- Purchasing Managers’ Index is an economic indicator which indicates the business activity & economic health of both the manufacturing and service sectors.
- PMI of India is published by Japanese firm Nikkei but compiled and constructed by IHS Markit, a London–based global information provider.
- PMI is an investor sentiment tracking index and is more dynamic in nature. They are derived from monthly surveys of about 400 private companies.
- Variables used for calculating the PMI are: Output, New Orders, Employment, Input Costs, Output Prices, Backlogs of Work, Export Orders, Quantity of Purchases, Suppliers’ Delivery Times, Stocks of Purchases and Stocks of Finished Goods.
- PMI, which is usually released at the start of the month, serves as a leading indicator of economic activity.

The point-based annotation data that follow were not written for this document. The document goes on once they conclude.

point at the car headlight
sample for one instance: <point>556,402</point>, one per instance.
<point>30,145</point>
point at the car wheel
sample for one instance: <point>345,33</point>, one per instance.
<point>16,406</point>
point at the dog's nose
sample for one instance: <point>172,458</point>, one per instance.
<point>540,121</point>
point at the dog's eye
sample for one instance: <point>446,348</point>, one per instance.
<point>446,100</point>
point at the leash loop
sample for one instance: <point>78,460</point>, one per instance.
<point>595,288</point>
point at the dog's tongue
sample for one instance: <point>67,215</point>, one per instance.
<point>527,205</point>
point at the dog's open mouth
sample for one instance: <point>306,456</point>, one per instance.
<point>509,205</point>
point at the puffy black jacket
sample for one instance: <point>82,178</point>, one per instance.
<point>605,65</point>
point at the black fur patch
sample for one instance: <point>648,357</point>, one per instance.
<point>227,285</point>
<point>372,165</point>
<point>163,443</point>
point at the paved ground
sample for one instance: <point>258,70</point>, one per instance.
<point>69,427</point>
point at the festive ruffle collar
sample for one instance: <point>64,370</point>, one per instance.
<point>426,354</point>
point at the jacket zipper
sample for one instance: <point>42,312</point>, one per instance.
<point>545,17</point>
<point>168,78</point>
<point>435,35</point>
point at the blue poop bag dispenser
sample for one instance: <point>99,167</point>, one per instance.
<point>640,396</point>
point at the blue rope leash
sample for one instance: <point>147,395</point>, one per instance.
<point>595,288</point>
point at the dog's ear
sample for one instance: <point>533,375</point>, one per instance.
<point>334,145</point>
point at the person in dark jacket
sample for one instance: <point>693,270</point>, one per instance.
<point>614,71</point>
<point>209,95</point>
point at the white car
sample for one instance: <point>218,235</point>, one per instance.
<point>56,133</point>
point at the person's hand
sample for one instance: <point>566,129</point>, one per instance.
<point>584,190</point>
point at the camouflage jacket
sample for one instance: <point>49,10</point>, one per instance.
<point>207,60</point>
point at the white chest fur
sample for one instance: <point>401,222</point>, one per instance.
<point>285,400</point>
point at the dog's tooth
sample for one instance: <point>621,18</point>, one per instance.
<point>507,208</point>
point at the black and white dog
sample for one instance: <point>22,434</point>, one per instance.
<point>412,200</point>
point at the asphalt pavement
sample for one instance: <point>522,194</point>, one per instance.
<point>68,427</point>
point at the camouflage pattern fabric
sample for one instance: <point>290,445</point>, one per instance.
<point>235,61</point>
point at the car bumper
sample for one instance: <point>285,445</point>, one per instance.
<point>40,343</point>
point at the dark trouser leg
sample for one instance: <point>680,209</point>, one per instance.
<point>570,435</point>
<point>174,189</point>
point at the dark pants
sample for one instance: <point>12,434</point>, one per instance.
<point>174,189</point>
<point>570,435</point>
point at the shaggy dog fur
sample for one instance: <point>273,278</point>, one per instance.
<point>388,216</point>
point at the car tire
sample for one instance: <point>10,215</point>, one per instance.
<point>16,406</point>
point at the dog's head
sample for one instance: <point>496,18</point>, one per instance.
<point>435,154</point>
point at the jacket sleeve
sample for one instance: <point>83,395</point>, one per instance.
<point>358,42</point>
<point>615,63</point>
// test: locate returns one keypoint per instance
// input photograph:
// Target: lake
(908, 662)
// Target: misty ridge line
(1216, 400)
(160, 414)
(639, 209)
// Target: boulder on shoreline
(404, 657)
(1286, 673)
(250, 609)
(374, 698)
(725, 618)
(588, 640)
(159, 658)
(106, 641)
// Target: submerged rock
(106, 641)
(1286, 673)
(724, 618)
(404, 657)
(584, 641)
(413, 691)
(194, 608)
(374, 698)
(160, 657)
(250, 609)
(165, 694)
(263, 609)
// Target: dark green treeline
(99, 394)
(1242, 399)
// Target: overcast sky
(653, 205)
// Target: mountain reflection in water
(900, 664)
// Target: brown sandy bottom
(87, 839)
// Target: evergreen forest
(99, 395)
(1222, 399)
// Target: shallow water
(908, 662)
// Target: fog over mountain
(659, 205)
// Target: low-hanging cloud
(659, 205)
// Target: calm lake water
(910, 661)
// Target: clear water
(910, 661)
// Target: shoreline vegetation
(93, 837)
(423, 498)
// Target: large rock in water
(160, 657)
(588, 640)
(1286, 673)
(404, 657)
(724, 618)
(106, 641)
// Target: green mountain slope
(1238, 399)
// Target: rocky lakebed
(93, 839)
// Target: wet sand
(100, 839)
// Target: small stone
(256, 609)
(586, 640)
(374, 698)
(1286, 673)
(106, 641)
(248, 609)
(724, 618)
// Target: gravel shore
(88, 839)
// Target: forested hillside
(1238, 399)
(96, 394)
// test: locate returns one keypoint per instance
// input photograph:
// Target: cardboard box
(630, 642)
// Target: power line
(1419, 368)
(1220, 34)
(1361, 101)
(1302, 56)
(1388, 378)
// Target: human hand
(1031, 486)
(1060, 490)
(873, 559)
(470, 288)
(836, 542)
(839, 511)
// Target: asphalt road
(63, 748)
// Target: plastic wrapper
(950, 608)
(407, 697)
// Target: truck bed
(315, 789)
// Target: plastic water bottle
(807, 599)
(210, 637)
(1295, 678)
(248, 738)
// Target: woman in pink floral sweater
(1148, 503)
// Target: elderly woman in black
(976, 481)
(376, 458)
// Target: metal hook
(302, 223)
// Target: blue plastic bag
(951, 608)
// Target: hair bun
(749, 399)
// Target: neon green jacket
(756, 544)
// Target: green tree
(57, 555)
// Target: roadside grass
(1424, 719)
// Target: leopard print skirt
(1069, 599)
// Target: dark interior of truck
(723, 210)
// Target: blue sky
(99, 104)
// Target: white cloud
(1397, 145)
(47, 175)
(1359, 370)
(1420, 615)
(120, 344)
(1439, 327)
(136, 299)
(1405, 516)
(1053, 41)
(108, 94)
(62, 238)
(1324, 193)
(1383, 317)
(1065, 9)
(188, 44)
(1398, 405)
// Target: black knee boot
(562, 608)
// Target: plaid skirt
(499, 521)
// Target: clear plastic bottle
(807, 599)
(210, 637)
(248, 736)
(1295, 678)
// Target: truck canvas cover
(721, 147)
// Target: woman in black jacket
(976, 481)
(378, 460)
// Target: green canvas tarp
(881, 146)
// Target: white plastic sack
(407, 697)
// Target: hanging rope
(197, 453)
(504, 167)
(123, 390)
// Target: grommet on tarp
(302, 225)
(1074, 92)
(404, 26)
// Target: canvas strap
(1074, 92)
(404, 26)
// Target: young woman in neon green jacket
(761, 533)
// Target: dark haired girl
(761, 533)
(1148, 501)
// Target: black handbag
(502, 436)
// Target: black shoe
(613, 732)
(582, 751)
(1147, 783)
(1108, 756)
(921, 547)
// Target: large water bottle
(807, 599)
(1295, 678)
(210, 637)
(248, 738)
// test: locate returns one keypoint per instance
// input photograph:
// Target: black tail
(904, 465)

It comes before the official data on industrial output, core sector manufacturing and GDP growth.
How to read PMI?
- While PMI >50 implies an expansion of business and economic activity, PMI <50 means contraction.
Why in News?
- India’s manufacturing industry clocked a strong start to financial year 2022-23, posting marked and accelerated expansion in new orders and production despite a rise in inflation. Rising from 54.0 in March to 54.7 in April, the Manufacturing Purchasing Managers’ Index (PMI) highlighted a solid and faster improvement in operating conditions across the sector.
- A PMI number greater than 50 shows expansion in business activity, and less than 50 indicates contraction.
- PMI is a leading indicator, giving analysts a good sense of the direction of a country’s economy.
- The PMI in manufacturing is obtained based on the results of a survey sent to a set of manufacturing companies.